«Al rato dejamos atrás el Valle de Henry Fork; pequeños y prósperos ranchos salteaban la vista, el grano crujía con gusto mientras maduraba a la luz cálida de la mañana, y los campos de alfalfa recién segada se distinguían como manchas brillantes en medio del paisaje pardusco. Los álamos temblones comenzaban a tornarse amarillos; por todas partes se extendían espectaculares mantos de áster morado, menos donde crecían matas de chamisa, ondeando sus dorados plumeros. Y planeando por encima de todo, un cielo de azul intenso, con alguna que otra nubecilla liviana y blanca vagando perezosa. Cada brisa traía perfumes de cedro, pino y salvia».
Elinore Pruitt Stewart dió testimonio en 1909 de su aventura vital, como colona venida de muy lejos, en las altas y tempestuosas tierras de Wyoming. Sus cartas, dirigidas a la señora Coney, su antigua patrona, son a la vez un relato cargado de sentido cotidiano y sobre todo un canto a la fiesta de la vida. Elinore Pruitt está más que a la altura de Stevenson y London juntos. Tal es su destreza a la hora de contarnos las muchas historias de quienes moran alrededor de ella y el arollador vitalismo de su prosa.
El conjunto de cartas de Elinore Pruitt publicado por Hoja de Lata impresiona porque como si estuviera en la cima de una cresta, por ella se despeñan varios mitos: que el buen narrador ha de ser erudito; que el colono norteamericano hecho a sí mismo, origen del indivualismo americano, nace en estas tierras. Elinore no pisó una escuela en su vida. Su prosa posee un poder de atracción salvaje, como el de las escarpadas cimas y los profundos bosques. Su relato describe que el apoyo mutuo entre todos los colonos que vivían a 30 millas a la redonda fue esencial para sobrevivir. Así que mientras se construía un mito que justificase la competencia mercantil, sabemos que por debajo subsistió en el nacimiento de la mal llamada nación norteamericana una verdadera cultura de solidaridad, de vida sin mediación burocrática o tecnológica, de simbiosis con el entorno natural. Frente a la crítica urbanita que considera lo rural un universo paleto alejado del arte, Elinore Pruitt nos describe la riqueza oral que al refugio de la hoguera nocturna corre con la narración de historias y venturas.
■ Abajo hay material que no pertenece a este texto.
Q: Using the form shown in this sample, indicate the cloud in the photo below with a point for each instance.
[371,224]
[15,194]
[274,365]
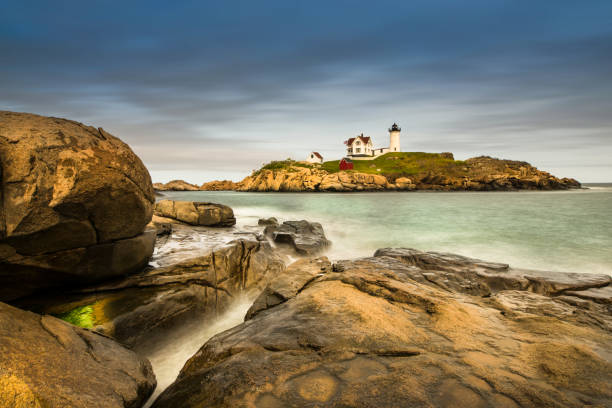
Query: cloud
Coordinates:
[208,87]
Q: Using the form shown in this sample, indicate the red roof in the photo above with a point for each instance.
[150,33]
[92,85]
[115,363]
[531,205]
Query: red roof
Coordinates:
[364,139]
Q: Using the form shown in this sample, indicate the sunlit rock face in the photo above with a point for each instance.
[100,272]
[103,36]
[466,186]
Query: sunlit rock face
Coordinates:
[74,203]
[409,328]
[45,362]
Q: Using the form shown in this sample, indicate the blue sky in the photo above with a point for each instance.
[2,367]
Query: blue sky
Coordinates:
[212,89]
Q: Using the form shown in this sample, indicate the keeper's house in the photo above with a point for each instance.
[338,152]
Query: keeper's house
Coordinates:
[361,148]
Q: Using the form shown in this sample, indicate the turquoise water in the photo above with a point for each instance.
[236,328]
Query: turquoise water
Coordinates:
[560,231]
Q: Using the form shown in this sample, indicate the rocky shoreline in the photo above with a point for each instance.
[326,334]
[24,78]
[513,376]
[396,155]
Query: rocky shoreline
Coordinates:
[93,272]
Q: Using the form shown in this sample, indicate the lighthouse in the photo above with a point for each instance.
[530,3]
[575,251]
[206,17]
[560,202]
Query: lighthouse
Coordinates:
[394,132]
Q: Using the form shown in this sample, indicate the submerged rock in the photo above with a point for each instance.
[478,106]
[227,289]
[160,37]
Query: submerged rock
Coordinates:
[196,213]
[384,331]
[45,362]
[267,221]
[306,238]
[74,204]
[134,308]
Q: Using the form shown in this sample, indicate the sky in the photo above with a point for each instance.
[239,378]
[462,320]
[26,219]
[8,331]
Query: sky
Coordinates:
[205,90]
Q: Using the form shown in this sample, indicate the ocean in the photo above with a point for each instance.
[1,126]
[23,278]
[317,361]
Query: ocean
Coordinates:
[567,231]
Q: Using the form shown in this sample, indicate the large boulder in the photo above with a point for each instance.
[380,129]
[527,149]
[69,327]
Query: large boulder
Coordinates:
[377,332]
[74,201]
[45,362]
[306,238]
[196,213]
[138,307]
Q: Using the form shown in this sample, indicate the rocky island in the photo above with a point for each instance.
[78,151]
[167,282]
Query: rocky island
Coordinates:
[393,172]
[94,274]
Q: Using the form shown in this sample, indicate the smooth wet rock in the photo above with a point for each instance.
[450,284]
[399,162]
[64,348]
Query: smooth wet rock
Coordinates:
[306,238]
[175,185]
[222,185]
[136,307]
[286,285]
[267,221]
[70,193]
[365,333]
[196,213]
[45,362]
[474,276]
[475,174]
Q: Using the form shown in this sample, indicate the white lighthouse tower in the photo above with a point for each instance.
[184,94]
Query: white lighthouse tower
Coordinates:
[394,132]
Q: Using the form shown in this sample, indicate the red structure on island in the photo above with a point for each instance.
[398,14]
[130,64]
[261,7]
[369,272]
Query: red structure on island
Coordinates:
[346,164]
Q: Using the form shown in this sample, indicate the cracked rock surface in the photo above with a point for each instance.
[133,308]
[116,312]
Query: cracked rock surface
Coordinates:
[410,329]
[45,362]
[74,202]
[135,308]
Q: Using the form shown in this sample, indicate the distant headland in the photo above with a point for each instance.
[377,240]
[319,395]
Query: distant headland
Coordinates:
[399,171]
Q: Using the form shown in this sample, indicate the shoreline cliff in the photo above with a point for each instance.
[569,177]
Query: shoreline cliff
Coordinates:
[391,172]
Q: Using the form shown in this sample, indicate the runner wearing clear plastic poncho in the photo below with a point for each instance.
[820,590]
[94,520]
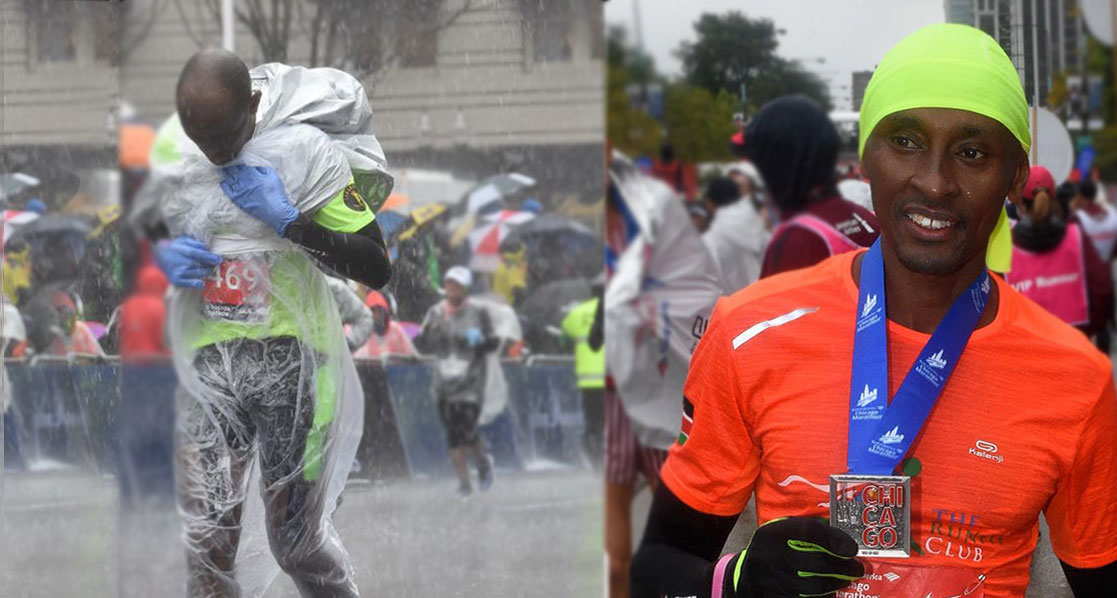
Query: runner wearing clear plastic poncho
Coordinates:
[268,390]
[459,332]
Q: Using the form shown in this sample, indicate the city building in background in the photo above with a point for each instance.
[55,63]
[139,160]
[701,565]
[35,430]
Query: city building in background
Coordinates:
[475,87]
[60,86]
[1046,40]
[859,83]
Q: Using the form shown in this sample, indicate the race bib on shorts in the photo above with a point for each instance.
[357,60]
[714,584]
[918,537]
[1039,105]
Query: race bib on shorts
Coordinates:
[452,368]
[891,579]
[236,291]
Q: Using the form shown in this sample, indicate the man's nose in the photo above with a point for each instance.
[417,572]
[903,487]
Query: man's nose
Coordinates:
[936,179]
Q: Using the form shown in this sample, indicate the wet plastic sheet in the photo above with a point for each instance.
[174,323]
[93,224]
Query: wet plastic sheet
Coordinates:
[657,305]
[269,397]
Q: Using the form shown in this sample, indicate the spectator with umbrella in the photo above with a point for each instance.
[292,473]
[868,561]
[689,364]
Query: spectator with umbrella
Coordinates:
[388,335]
[460,334]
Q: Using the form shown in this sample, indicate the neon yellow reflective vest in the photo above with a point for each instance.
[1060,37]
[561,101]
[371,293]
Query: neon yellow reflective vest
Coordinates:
[589,364]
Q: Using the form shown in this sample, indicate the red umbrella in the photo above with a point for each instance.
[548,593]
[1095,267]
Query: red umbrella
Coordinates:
[485,239]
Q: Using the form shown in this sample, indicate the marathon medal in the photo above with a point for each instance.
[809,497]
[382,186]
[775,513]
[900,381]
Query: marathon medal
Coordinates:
[868,502]
[875,511]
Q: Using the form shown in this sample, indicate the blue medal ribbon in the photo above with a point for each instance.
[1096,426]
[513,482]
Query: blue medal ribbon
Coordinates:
[880,434]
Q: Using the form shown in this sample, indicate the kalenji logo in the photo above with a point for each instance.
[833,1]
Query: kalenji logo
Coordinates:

Lejos, a cientos de millas queda la cultura de hollín mercantilizada que se ha impuesto a riesgo de estar fosilizada.
Thoreau se retiró a los bosques a vivir hacia sí mismo. Elinore Pruitt se retira para vivir con todo. Su vitalismo de mujer inasequible al desaliento en una región de mojigatos y toscos mormones, la convierte en militante por carácter de una hospitalidad hacia el peregrino, peregrina en constante vivencia hacia los demás. Cuánto hay que aprender a vivir del testimonio crepitante de Elinore Pruitt.